The opium industry itself came to Afghanistan partly because of the Soviet invasion and the CIA/Pakistani-backed mujahideen’s need to source cash, but also partly because of crackdowns in Turkey, Iran and Pakistan. Farmers grew opium legally in the hills of Anatolia until 1971, when the American government pressed Turkey into pushing the plantations east, into Iran, until the Islamic Revolution of 1979. Then, for a while, poppies flourished on the lawless Afghan-Pakistani border dominated by Pashtun tribes, until there, too, it was driven out by Pakistani authorities in the mid-90s.
This is what’s known as the “balloon effect” — if you squeeze the drug business on one end, it simply reappears on another.

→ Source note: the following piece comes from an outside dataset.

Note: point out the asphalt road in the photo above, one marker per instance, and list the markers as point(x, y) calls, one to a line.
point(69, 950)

That’s what happened with cocaine in Latin America: after the fall of top mafiosi like Pablo Escobar and government forces advanced on rebel-held territory, coca plantations moved from Colombia to Peru, while the actual trafficking was handled by Mexicans (where a narco-war is raging on a horrific scale).
Watch: Taliban revenge fears grow in Afghanistan
According to the latest data, the UK has the worst level of drug-induced deaths on the continent. Over 4,500 Brits died of drug-related poisonings last year alone, more than during the entire 30-year conflict in Northern Ireland. Just Say No clearly hasn’t worked. If the poppy fields vanish from Afghanistan, junkies will still need their medicine. It’s hard to say where from, exactly, but Myanmar (formerly the world’s chief heroin producer in the 1980s) has just witnessed a military coup that threatens to send it back to the bad old days, while Lebanon’s Bekaa valley benefits from lying closer to Europe and already being a major exporter of hash (as well as a heroin producer back in the ‘80s).
The other scenario is hellishly worse. The United States is now enduring a fentanyl crisis. Fentanyl, an artificial opioid far more potent than heroin, is often sold as or mixed into the latter. This creates an overdose crisis since customers don’t know the strength they’re getting, which their bodies might not be used to. By 2019, nearly three-quarters of all opioid deaths in America (already suffering a record drug holocaust) were from synthetics such as fentanyl. Meanwhile in Mexico, poppy farmers are being pushed out of business by fentanyl makers — this is because from a trafficker’s point of view, fentanyl doesn’t need a large, brightly-coloured poppy field (it can be made discreetly, in a hidden lab), and its higher potency means it’s easier to smuggle since you don’t need to squeeze as much under the seat of your car.
After the Taliban’s opium ban in the early 2000s, a heroin drought in Estonia led underworld chemists to start manufacturing fentanyl, which has all but replaced heroin in drug dealers’ repertoires. Outside the small Baltic country, Europe’s largely managed to avoid the fentanyl crisis, partly because we’re well-supplied with Afghan heroin. But if that supply dries up, it won’t be long before someone finds a substitute.
Afghanistan’s a complex situation but at least one thing is clear: no matter what happens, the drug business will not stop.